Follet speculates that the military may wish “to let the media frenzy continue in order to draw more attention to the technically impressive infrared-imaging technology revealed by the videos, as a subtle warning message to adversarial nations. Also, the U.S. government has a long history of letting the public imagination run wild with extraterrestrial conspiracy theories to divert attention from classified projects or accidents. The DOD only confirmed the videos’ authenticity because of a stunning number of Freedom of Information Act requests regarding the leaked videos; providing any additional clarification might risk revealing military secrets.”
Follett goes on to debunk other sightings and says “some things never change, like the human fascination with UFOs . . . and the weakness of the evidence that the unidentified objects are anything more alien than geese.”

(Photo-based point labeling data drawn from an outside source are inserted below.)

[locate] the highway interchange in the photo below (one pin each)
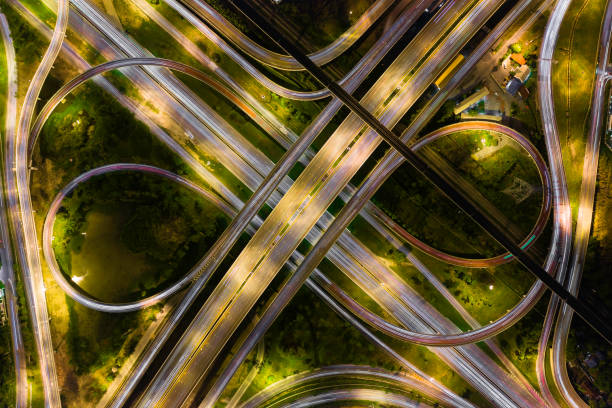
(299, 207)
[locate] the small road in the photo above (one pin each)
(7, 274)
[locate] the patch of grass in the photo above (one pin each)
(572, 81)
(308, 335)
(153, 229)
(320, 22)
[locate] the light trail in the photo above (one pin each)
(286, 62)
(7, 273)
(26, 232)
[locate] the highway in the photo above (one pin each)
(296, 281)
(366, 64)
(293, 217)
(182, 381)
(403, 381)
(18, 198)
(7, 274)
(281, 61)
(585, 213)
(562, 210)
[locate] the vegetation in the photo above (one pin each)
(88, 130)
(406, 196)
(572, 81)
(320, 22)
(159, 229)
(587, 352)
(308, 335)
(7, 373)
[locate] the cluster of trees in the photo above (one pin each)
(167, 223)
(91, 129)
(7, 372)
(424, 212)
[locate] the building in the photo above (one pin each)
(518, 58)
(513, 86)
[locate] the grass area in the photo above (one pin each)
(496, 172)
(583, 343)
(88, 130)
(427, 214)
(320, 22)
(308, 334)
(7, 373)
(130, 235)
(572, 81)
(295, 114)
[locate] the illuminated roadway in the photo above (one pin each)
(549, 153)
(7, 274)
(583, 224)
(400, 25)
(280, 391)
(222, 285)
(25, 231)
(281, 61)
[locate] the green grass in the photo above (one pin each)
(153, 229)
(308, 335)
(321, 22)
(7, 373)
(572, 81)
(103, 133)
(109, 269)
(294, 114)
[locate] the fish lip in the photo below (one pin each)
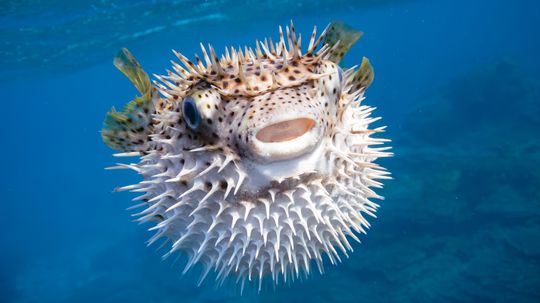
(285, 130)
(302, 142)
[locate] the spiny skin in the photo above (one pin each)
(279, 169)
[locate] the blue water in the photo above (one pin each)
(457, 82)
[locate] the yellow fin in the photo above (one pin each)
(129, 129)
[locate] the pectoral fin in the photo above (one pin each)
(342, 35)
(363, 78)
(128, 130)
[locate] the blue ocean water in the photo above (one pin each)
(457, 83)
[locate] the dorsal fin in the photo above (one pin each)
(129, 129)
(363, 78)
(347, 36)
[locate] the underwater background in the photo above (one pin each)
(457, 83)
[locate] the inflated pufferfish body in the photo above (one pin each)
(256, 164)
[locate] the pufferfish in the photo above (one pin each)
(256, 164)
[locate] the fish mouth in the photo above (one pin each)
(285, 130)
(285, 139)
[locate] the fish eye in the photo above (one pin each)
(340, 74)
(191, 113)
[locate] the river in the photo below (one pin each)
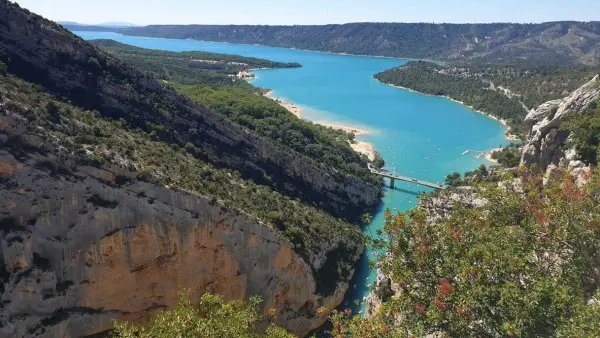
(419, 136)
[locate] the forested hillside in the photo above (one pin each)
(546, 43)
(212, 85)
(204, 68)
(224, 191)
(502, 90)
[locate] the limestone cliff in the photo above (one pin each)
(545, 142)
(81, 246)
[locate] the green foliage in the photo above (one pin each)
(586, 135)
(509, 156)
(525, 264)
(453, 180)
(95, 140)
(378, 161)
(551, 42)
(94, 65)
(211, 318)
(427, 78)
(326, 146)
(501, 90)
(204, 68)
(584, 323)
(481, 174)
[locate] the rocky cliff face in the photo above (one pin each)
(81, 246)
(44, 53)
(545, 142)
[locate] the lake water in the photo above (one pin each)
(418, 136)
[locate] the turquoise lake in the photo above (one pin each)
(418, 136)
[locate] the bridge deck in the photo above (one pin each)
(406, 179)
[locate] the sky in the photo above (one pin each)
(295, 12)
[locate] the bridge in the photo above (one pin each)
(394, 177)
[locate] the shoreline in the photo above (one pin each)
(507, 135)
(488, 155)
(361, 147)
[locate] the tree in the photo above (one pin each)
(211, 318)
(525, 264)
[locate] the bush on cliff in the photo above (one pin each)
(525, 264)
(211, 318)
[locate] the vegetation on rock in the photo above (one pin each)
(509, 156)
(585, 132)
(210, 318)
(524, 264)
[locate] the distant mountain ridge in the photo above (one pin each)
(104, 24)
(567, 42)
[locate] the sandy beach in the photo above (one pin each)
(362, 147)
(508, 135)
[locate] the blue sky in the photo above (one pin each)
(289, 12)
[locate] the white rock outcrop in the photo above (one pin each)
(545, 142)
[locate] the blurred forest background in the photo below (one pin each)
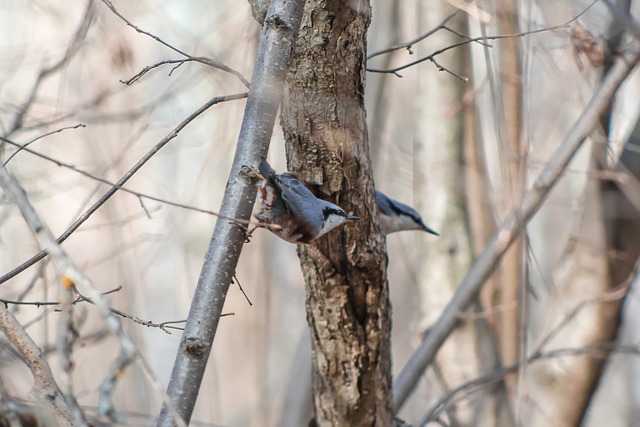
(461, 138)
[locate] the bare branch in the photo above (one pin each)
(72, 48)
(87, 214)
(512, 227)
(537, 354)
(274, 52)
(21, 147)
(45, 387)
(410, 43)
(203, 60)
(71, 277)
(468, 40)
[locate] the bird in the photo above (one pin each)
(297, 214)
(396, 216)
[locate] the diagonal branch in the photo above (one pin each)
(118, 185)
(274, 53)
(511, 228)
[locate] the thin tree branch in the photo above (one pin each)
(537, 354)
(600, 350)
(410, 43)
(203, 60)
(44, 387)
(22, 147)
(432, 56)
(274, 52)
(72, 48)
(71, 277)
(87, 214)
(512, 227)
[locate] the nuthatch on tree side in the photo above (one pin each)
(300, 216)
(396, 216)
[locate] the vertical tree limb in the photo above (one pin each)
(348, 311)
(274, 52)
(510, 228)
(45, 388)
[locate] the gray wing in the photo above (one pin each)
(300, 201)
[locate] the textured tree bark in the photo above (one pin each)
(348, 311)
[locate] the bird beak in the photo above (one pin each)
(429, 230)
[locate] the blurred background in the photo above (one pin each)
(460, 138)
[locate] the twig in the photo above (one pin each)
(474, 40)
(87, 214)
(267, 86)
(138, 194)
(457, 393)
(21, 147)
(511, 227)
(72, 277)
(206, 61)
(410, 43)
(235, 279)
(72, 49)
(44, 387)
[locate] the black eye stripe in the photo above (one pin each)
(329, 211)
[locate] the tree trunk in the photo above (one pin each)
(348, 311)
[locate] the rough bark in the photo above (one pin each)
(506, 85)
(348, 311)
(511, 228)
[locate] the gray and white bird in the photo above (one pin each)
(396, 216)
(300, 216)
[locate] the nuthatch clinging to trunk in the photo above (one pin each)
(300, 217)
(396, 216)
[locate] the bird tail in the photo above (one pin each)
(265, 169)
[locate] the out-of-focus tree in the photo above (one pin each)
(502, 129)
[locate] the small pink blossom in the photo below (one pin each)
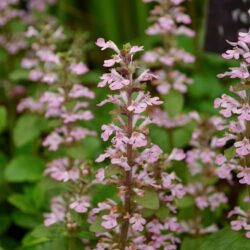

Follett and West may be entirely correct, of course, and the odds of alien craft, or highly advanced technology from global adversaries, is very, very low. But if birds and balloons that have caused the current fervor, we are in big trouble on national security. This would mean that the dozens of Navy and military professionals who cannot explain the sightings, but who are certain they are not geese or balloons, are wildly incompetent. Why would China or Russia even need advanced drones? We can’t tell a drone from the exhaust of a jet.
People are taking a very big leap if they plant a stake in the ground that we are living with aliens. They could be right or they could be wrong, but it is a big claim that requires a lot of proof.
On the other hand, how can West and Follett so easily dismiss David Fravor, Alex Dietrich, Chad Underwood, Kevin Day and the host of highly credible, highly trained witnesses who are clearly not crackpots? It is a bizarre level of arrogance to state that these people – with all the supporting resources they had – are badly mistaken while they, West and Follet, can see the truth via YouTube.
The irony in all this is that the UFO aficionados are, in large part, more open-minded, less rigid and more humble than the debunkers. The members of UFO Twitter clearly believe that the UAPs are aliens, but they generally include a caveat that no one really knows. No one, of course, except West and Follett.
Effective debunking requires the skeptics to debunk Fravor, Dietrich, Underwood, Day and others. It requires skeptics to interact with the military to disclose why it is effectively supporting a UAP narrative.
It seems that West and Follett believe none of these efforts are required, that they simply know in their hearts that UAPs are really birds and balloons. If this is the case, they are betraying their purported effort to bring rational thinking to the UAP exercise.
They criticize UFO enthusiasts because they believe without considering all evidence. This criticism can be equally applied to them as they don’t believe without considering all evidence.